Roast Beef with Parmesan and Roasted Garlic Pasta Salad

Featuring Paul Newman’s Own® Parmesan and Roasted Garlic Dressing


INGREDIENTS
750g piece eye fillet of beef
freshly ground black pepper
2 tsp olive oil
2 cups farfalle (bow tie) pasta
½ cup Paul Newman’s Own Parmesan and Roasted Garlic Dressing
1 cup Swiss brown mushrooms, sliced
1 roasted red capsicum, sliced
4 green onions, finely sliced
6 baby bocconcini, halved
¼ cup coarsely chopped flat leaf parsley
2 tbsp toasted pine nuts
steamed asparagus, to serve

Preparation time: 10 mins (plus cooling time)
Cooking time: 45 mins
Serves: 4-6


RECIPE

1. Preheat oven to 1800C. Tie beef with string at 3cm intervals and rub all over with pepper. Heat oil in a heavy based roasting pan or ovenproof frying pan over a medium - high heat. Brown beef on all sides then place into the oven for 30 minutes for medium, or until cooked as desired. Remove from oven, place beef on a board and cover loosely with foil.
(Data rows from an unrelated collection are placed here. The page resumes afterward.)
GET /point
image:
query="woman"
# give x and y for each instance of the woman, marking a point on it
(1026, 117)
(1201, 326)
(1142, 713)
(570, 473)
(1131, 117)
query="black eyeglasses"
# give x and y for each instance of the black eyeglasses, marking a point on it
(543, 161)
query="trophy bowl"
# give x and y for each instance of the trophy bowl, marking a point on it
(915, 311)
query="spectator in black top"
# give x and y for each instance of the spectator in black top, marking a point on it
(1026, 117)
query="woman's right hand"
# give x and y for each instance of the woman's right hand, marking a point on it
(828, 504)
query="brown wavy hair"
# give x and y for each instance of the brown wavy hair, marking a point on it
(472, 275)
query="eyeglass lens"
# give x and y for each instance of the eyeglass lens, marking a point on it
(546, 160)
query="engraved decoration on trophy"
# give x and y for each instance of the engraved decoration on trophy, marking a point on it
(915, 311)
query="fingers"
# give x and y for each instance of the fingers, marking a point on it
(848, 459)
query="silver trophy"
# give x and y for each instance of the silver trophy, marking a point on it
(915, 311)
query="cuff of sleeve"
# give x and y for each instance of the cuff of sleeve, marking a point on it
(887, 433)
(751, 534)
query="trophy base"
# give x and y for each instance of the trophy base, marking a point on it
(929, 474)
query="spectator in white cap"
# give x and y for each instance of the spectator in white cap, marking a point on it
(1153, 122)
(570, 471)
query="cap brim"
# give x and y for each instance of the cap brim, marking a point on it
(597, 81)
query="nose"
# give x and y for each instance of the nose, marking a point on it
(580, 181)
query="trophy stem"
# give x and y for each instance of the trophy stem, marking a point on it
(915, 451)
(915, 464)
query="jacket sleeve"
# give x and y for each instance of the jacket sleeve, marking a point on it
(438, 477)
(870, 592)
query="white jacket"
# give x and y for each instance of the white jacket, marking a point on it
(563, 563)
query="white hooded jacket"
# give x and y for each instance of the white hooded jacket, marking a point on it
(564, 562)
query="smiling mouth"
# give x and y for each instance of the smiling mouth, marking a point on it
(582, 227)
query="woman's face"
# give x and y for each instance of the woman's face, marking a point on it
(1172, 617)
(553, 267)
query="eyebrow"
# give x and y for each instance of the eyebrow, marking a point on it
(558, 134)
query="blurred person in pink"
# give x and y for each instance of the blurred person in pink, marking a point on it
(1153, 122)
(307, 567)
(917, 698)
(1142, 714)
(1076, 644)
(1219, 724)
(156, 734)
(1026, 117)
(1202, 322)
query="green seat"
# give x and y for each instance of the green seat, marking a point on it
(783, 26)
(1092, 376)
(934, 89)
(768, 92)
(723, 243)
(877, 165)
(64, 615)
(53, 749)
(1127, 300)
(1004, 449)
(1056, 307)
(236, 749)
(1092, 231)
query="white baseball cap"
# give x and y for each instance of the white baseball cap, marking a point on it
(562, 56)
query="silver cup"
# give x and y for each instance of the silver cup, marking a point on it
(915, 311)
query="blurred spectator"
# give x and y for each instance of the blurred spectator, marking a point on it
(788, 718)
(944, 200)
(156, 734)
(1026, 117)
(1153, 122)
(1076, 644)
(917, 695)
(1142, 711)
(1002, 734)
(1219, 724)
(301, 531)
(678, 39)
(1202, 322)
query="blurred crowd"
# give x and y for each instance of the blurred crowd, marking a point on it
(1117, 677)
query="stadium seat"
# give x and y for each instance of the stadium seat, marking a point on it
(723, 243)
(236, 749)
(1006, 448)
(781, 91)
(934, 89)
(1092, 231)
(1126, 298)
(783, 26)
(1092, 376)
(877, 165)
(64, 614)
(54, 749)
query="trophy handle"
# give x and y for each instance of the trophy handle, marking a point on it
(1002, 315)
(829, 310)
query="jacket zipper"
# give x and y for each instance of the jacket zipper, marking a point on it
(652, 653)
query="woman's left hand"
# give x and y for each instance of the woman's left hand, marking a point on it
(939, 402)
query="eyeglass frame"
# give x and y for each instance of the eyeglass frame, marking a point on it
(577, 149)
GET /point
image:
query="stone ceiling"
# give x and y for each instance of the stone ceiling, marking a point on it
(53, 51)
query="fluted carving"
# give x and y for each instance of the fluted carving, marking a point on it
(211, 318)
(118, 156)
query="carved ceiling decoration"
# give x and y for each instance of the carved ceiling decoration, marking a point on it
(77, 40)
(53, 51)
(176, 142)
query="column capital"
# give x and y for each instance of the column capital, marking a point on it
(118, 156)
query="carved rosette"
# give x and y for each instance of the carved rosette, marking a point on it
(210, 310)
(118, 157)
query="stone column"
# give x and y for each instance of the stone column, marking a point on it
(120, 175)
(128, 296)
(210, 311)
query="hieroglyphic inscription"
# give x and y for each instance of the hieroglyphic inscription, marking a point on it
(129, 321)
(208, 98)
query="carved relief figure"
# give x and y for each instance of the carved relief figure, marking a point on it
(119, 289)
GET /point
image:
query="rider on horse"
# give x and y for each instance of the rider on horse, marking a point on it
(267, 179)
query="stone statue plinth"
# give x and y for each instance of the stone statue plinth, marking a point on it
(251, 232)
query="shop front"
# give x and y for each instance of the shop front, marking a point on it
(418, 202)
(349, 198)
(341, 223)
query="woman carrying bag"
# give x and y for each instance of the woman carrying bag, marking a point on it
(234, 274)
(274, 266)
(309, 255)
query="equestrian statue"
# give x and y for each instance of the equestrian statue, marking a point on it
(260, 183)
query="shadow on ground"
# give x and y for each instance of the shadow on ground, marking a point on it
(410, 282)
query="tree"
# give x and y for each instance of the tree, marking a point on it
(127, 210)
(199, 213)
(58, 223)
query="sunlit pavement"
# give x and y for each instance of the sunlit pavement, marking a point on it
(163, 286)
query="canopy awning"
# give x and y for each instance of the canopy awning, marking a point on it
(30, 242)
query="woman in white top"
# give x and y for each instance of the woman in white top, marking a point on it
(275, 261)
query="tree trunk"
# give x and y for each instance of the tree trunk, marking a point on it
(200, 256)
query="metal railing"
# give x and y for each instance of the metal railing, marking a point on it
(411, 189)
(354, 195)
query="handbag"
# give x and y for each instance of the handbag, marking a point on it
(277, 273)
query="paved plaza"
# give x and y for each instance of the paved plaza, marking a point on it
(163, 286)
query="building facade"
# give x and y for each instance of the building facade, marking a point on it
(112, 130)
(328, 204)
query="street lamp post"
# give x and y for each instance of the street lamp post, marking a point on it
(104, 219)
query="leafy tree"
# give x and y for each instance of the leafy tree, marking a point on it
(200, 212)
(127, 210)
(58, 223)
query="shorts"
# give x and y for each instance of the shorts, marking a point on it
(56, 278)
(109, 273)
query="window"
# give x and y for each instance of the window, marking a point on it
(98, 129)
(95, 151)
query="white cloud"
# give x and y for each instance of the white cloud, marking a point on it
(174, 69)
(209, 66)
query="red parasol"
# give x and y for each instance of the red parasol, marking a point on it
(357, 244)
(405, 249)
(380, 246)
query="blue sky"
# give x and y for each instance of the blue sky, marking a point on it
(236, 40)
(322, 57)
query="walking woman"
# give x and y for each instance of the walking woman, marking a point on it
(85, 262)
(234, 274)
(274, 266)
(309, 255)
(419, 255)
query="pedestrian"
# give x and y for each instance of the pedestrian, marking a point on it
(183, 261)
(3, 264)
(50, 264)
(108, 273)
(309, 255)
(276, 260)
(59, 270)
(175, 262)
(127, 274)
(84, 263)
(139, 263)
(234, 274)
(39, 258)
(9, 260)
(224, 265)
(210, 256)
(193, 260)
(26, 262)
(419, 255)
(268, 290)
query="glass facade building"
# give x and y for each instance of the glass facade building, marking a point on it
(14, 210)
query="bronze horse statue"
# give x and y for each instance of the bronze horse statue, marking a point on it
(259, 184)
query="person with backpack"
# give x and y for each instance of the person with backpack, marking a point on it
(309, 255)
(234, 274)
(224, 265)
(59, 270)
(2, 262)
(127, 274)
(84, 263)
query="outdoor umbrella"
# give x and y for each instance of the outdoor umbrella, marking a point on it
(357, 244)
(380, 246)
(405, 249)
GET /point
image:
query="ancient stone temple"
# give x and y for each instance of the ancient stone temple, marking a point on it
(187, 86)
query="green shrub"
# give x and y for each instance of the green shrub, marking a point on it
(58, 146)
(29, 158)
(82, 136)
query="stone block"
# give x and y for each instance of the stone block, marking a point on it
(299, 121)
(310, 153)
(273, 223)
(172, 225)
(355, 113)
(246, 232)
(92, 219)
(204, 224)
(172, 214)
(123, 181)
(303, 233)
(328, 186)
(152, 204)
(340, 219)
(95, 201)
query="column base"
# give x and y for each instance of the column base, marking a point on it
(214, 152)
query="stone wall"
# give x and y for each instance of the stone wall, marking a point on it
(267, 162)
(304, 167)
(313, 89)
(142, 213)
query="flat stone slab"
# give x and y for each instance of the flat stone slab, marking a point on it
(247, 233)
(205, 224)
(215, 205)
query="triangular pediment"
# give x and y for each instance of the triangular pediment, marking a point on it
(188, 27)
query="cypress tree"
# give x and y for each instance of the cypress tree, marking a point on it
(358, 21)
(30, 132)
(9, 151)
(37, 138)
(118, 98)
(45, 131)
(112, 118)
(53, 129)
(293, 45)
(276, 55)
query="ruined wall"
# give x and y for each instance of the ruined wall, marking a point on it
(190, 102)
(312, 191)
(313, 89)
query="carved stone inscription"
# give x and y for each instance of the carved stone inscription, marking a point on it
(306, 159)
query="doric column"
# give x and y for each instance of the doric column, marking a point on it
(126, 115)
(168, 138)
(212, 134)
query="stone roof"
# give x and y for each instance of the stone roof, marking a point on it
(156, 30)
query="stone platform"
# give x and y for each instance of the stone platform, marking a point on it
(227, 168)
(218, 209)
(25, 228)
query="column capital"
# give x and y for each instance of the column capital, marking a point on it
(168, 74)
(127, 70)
2. Cook pasta according to pack directions. Drain well, add Parmesan and Roasted Garlic Dressing; cool. Add mushrooms, capsicum, green onions, bocconcini and parsley to pasta and stir to combine.

3. Slice beef thinly and serve with pasta, sprinkled with pine nuts. Accompany with steamed asparagus.

Hint: ask your butcher to tie the eye fillet of beef.